Al bacan. Il contadino. Sul piccolo fienile, (al barcu), è rappresentato il contadino intento alla battitura della falce allo scopo di ripristinarne il filo. Per nutrire una mucca occorreva raccogliere 40 quintali di fieno all'anno tra primo e secondo taglio nei prati di fondo valle e il poco fieno ricavato nei prati di alta montagna. Opera di De Martin D'Orsola Luigi.

Al fauru. Il fabbro. Ogni paese aveva la contrada dei fabbri, costeggiata dal torrente che consentiva il funzionamento dei magli. Alcuni si accontentavano della sola forgia a carbone. La produzione andava dai chiodi alle artistiche ringhiere e serrature. L'incudine squillava ed il fumo anneriva il viso e i polmoni. Spesso era anche maniscalco. Opera di Zambelli Domelin Dino.

Al mulèta. L'arrotino. In primavera venivano dalla Carnia gli arrotini. Le loro grida richiamavano un codazzo di bambini, curiosi di veder affilare forbici, coltelli e roncole. La cassetta di legno a spalla, la vecchia bicicletta che adattava i pedali ad azionare la mola erano gli attrezzi del mestiere. Alla sera, restituiti gli utensili e contato il guadagno, cercavano una casa o un fienile dove trascorrere la notte.
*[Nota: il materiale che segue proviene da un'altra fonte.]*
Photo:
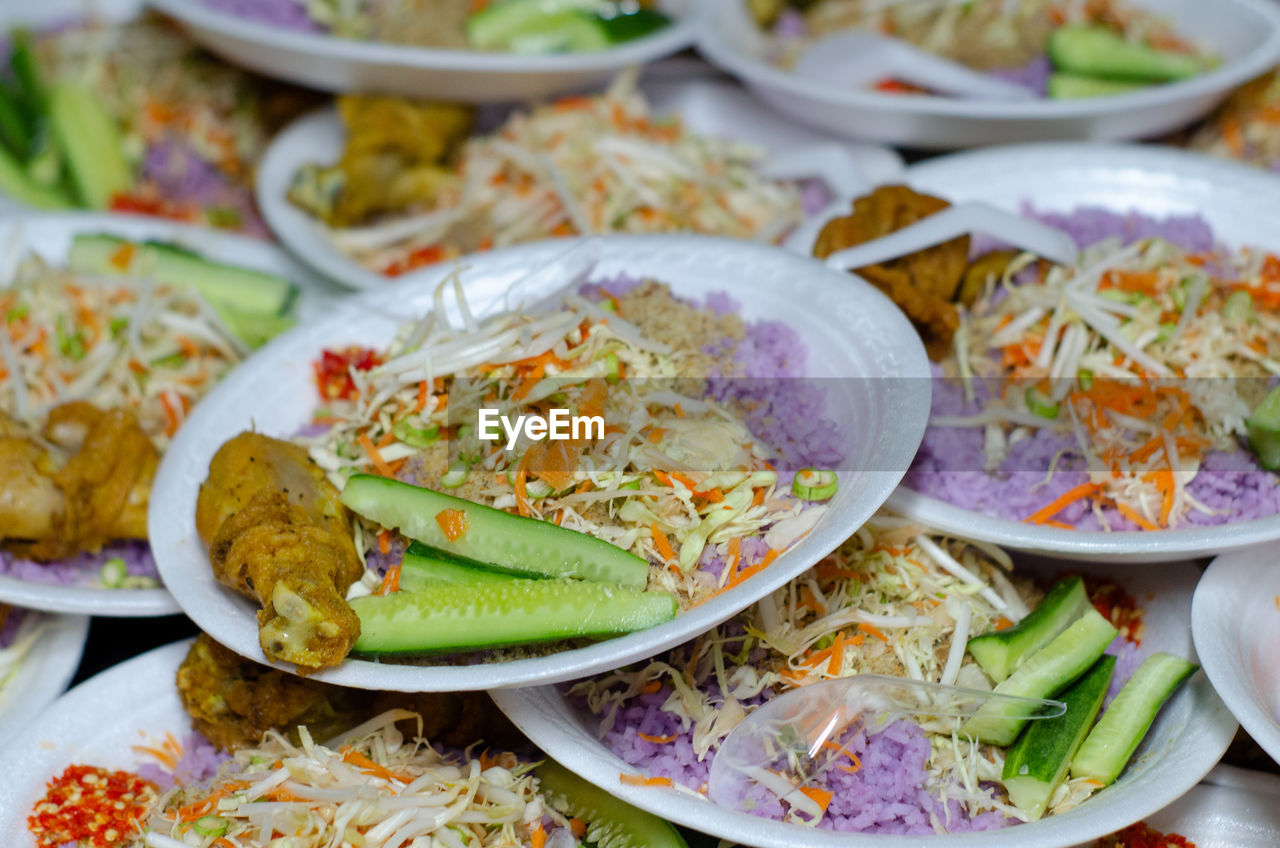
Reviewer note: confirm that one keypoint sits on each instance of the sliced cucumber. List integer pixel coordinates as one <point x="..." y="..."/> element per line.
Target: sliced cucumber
<point x="423" y="565"/>
<point x="1037" y="764"/>
<point x="1042" y="675"/>
<point x="1000" y="653"/>
<point x="501" y="22"/>
<point x="490" y="536"/>
<point x="16" y="182"/>
<point x="609" y="823"/>
<point x="243" y="290"/>
<point x="1264" y="427"/>
<point x="1100" y="51"/>
<point x="1069" y="86"/>
<point x="1107" y="750"/>
<point x="91" y="144"/>
<point x="444" y="619"/>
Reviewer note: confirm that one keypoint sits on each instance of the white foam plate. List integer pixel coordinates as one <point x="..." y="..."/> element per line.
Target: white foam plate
<point x="94" y="724"/>
<point x="1244" y="32"/>
<point x="324" y="62"/>
<point x="45" y="671"/>
<point x="51" y="236"/>
<point x="707" y="105"/>
<point x="858" y="334"/>
<point x="1237" y="625"/>
<point x="1188" y="738"/>
<point x="1237" y="201"/>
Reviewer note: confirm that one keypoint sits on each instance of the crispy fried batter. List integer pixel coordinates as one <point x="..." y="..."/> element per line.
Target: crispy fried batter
<point x="233" y="701"/>
<point x="278" y="533"/>
<point x="924" y="285"/>
<point x="86" y="484"/>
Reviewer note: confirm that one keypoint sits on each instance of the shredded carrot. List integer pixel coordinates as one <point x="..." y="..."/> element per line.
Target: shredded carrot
<point x="1060" y="502"/>
<point x="662" y="545"/>
<point x="366" y="765"/>
<point x="1137" y="519"/>
<point x="872" y="630"/>
<point x="821" y="797"/>
<point x="453" y="523"/>
<point x="374" y="456"/>
<point x="639" y="780"/>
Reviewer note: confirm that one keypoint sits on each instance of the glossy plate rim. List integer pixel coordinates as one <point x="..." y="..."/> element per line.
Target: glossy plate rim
<point x="758" y="72"/>
<point x="1225" y="598"/>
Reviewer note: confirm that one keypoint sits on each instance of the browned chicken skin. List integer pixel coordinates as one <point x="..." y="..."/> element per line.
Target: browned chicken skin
<point x="83" y="483"/>
<point x="278" y="533"/>
<point x="233" y="701"/>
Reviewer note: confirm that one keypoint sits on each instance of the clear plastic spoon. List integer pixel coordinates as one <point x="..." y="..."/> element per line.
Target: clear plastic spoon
<point x="787" y="743"/>
<point x="860" y="59"/>
<point x="973" y="217"/>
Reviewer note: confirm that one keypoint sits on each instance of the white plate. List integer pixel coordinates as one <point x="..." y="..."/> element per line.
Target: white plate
<point x="45" y="671"/>
<point x="1237" y="627"/>
<point x="1239" y="205"/>
<point x="1244" y="32"/>
<point x="328" y="63"/>
<point x="51" y="236"/>
<point x="94" y="724"/>
<point x="708" y="106"/>
<point x="860" y="333"/>
<point x="1191" y="735"/>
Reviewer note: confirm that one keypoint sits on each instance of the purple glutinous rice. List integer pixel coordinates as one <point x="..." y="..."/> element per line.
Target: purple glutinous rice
<point x="951" y="460"/>
<point x="82" y="569"/>
<point x="286" y="14"/>
<point x="200" y="761"/>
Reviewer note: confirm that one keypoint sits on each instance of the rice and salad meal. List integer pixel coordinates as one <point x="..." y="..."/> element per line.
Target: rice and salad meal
<point x="529" y="27"/>
<point x="378" y="782"/>
<point x="711" y="459"/>
<point x="580" y="165"/>
<point x="899" y="600"/>
<point x="133" y="118"/>
<point x="1057" y="49"/>
<point x="101" y="360"/>
<point x="1136" y="391"/>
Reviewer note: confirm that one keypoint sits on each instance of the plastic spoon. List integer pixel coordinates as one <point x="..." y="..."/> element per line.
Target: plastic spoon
<point x="791" y="741"/>
<point x="955" y="220"/>
<point x="860" y="59"/>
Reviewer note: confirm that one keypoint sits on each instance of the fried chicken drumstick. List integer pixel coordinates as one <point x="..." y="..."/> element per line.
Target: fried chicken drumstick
<point x="85" y="481"/>
<point x="278" y="533"/>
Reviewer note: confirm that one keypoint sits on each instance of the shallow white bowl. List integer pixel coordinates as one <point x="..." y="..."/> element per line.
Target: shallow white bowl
<point x="328" y="63"/>
<point x="707" y="105"/>
<point x="44" y="673"/>
<point x="1188" y="738"/>
<point x="97" y="723"/>
<point x="1235" y="621"/>
<point x="1238" y="203"/>
<point x="859" y="334"/>
<point x="50" y="236"/>
<point x="1244" y="32"/>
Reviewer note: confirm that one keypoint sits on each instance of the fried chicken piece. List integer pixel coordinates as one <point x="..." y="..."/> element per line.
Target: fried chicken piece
<point x="278" y="533"/>
<point x="86" y="484"/>
<point x="924" y="285"/>
<point x="233" y="701"/>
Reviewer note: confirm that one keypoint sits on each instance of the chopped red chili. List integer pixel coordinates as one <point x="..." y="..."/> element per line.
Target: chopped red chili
<point x="91" y="806"/>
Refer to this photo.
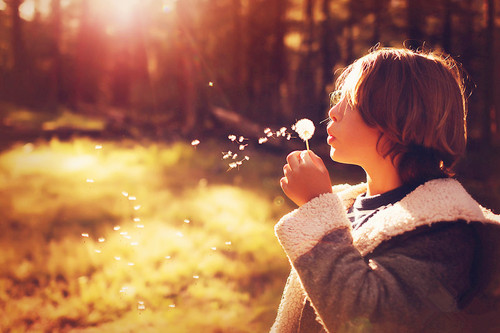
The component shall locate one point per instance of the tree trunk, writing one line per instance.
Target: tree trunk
(489, 113)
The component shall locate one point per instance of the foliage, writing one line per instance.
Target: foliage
(193, 252)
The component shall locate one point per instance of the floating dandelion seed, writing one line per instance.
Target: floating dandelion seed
(305, 130)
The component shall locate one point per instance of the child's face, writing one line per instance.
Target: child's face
(352, 141)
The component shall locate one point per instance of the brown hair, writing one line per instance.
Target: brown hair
(417, 101)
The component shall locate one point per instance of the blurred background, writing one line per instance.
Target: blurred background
(142, 142)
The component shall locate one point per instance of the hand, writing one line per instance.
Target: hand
(306, 177)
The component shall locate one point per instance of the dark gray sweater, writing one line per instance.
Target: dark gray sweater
(413, 266)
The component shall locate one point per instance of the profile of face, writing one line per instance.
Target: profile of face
(351, 140)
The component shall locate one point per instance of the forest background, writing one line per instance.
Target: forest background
(123, 209)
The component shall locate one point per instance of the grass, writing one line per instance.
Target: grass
(122, 237)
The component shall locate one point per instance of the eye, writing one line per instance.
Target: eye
(335, 97)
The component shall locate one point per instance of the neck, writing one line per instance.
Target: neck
(382, 178)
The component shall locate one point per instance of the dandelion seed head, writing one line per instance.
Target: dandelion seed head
(304, 128)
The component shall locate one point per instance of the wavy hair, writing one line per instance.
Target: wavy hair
(417, 101)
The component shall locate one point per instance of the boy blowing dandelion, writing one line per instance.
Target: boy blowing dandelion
(409, 250)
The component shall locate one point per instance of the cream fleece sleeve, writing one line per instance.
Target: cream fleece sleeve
(300, 230)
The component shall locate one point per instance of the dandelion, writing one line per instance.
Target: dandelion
(305, 130)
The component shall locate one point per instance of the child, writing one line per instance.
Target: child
(409, 250)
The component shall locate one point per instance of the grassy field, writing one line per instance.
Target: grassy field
(127, 237)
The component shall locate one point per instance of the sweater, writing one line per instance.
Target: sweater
(424, 263)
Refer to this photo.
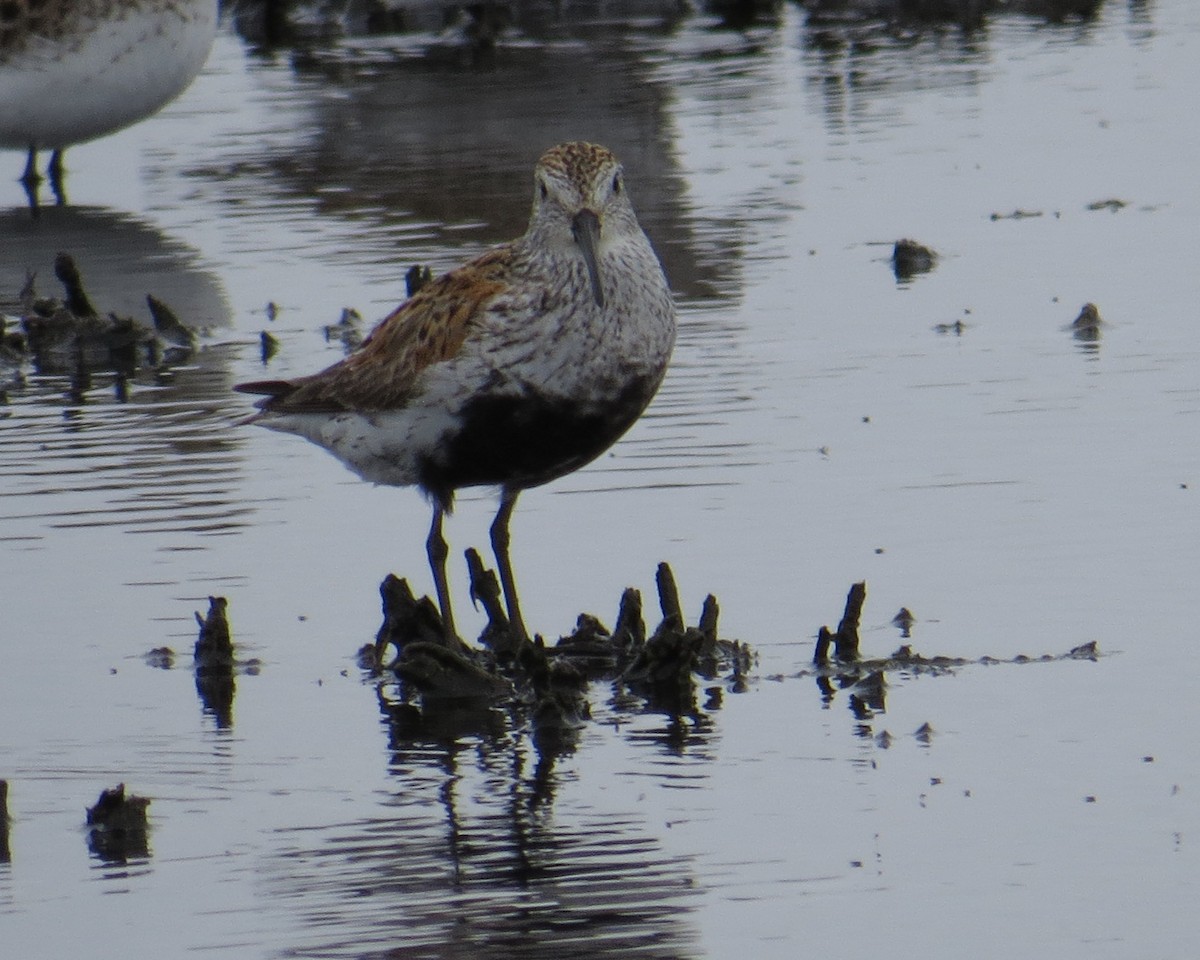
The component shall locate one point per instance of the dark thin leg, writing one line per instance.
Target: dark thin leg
(501, 549)
(30, 179)
(438, 551)
(58, 178)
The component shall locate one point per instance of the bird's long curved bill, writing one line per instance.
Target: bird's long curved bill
(586, 231)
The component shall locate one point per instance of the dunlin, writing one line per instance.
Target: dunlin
(510, 371)
(76, 70)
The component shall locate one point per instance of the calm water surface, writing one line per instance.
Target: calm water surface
(1020, 490)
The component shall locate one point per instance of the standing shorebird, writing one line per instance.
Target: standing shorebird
(76, 70)
(511, 371)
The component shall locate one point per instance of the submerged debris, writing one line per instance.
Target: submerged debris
(905, 621)
(1019, 215)
(118, 826)
(72, 336)
(417, 277)
(864, 679)
(549, 683)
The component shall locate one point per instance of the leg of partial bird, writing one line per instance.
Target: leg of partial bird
(30, 179)
(501, 549)
(57, 177)
(438, 551)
L'autore è l'allora ottantenne Zandonella Dino.

La stuä, era la diga ottocentesca usata per la fluitazione del legname verso Perarolo e poi a Venezia: uno dei pochi esempi europei superstiti. Qui finisce o inizia il percorso, riportando la sigla del Gruppo di Ricerche Culturali di Comelico Superiore e l'anno di allestimento del tracciato. È opera di De Martin D'Orsola Luigi.